Avec le besoin en ingénieurs, scientifiques et médecins qui affecte les pays du Nord de la Méditerranée, une génération de nos compétences, peu ou pas valorisée dans son pays, est siphonnée par ces mêmes pays qui en bénéficient sans avoir investi un sou dans leur formation.
Et ce n’est nullement un hasard. L’on assiste, de nos jours, à l’émergence d’un « capitalisme cognitif » qui repose sur les talents et l’intelligence, « les cerveaux». Ce qui, par conséquent, entraîne les pays dits industrialisées à mobiliser les ressources nécessaires pour attirer les talents et compétences issus d’autres pays, et surtout ceux en développement. Le cas de la Tunisie. Et là où le bât blesse, c’est qu’aucune proposition politique n’est avancée pour contrer ce phénomène ou remettre en cause le modèle en vigueur qui, il faut le reconnaître, est à bout de souffle.
Il faut dire que, du côté des professionnels de la finance, on parle de bénéfices et on présente même des arguments pour justifier pourquoi on laisse faire : les transferts des Tunisiens résidant à l’étranger battent des records, ces dernières années (7,6 MD au 10 décembre 2024 soit +4,6%), dépassant même les recettes du secteur touristique qui, elles aussi, ont augmenté (+7,2% en 2024, soit 7MD au 10 décembre 2024). Le résultat est un impact positif direct sur les réserves en devises de la Tunisie, sur le taux de change, sur la balance commerciale, sur le paiement de la dette publique, etc. et ce n’est pas anodin.
Sur un autre plan, le départ en masse des compétences crée un manque à gagner en termes d’encadrement dans les entreprises, de capacités à réaliser de grands projets et de dépréciation de la qualité des produits Made in “Tunisia”, ce qui peut affecter la croissance économique et la qualité de vie des Tunisiens. Et ce n’est pas anodin, non plus.
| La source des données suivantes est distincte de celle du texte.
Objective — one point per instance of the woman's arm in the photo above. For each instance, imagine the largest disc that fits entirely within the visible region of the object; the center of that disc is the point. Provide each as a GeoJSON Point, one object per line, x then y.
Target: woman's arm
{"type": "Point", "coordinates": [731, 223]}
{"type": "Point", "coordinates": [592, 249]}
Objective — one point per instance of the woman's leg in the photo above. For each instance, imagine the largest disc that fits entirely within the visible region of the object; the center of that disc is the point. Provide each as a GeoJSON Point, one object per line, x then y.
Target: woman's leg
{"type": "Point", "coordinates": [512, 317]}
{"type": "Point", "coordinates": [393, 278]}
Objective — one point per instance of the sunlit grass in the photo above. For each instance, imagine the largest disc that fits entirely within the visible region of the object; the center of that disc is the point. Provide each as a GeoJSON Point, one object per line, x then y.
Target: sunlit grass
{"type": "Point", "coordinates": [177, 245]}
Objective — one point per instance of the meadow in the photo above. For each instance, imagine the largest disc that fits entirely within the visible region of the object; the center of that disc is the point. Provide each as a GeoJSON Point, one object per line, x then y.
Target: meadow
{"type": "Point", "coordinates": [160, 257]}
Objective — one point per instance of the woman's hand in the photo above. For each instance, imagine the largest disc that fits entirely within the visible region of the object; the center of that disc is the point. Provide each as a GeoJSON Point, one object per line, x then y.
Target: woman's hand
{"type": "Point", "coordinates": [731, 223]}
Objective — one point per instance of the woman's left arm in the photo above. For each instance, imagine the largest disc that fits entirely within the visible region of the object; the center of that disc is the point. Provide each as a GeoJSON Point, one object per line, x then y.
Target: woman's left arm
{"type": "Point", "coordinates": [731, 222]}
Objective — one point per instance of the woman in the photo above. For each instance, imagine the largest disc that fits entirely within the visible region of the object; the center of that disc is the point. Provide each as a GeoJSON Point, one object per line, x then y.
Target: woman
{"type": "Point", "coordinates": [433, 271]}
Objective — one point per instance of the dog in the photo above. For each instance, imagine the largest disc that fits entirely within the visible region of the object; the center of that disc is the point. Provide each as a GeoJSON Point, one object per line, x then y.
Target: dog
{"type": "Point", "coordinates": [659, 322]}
L’Etat doit réagir et agir non pas en empêchant les compétences tunisiennes d’aller trouver ailleurs de meilleures conditions de travail, de meilleurs salaires et des opportunités de développement des connaissances mais en œuvrant, même progressivement, à leur assurer tout cela en Tunisie. Cela demandera du temps et de l’argent, des expériences intéressantes d’incitation à rester ou au retour ont été tentées dans d’autres pays et méritent d’être examinées (avantages fiscaux pour créer des entreprises, visas de travail pour les conjoints étrangers, incitations financières pour la recherche scientifique…). L’augmentation du nombre de diplômés est une autre mesure qui peut être envisagée pour devenir, ainsi, un réservoir de compétences capable de satisfaire la demande nationale et d’exporter une partie de la matière grise.Le danger pour le futur de la Tunisie est de continuer à ne rien faire pour juguler cet exode et de laisser le pays se vider de son énergie.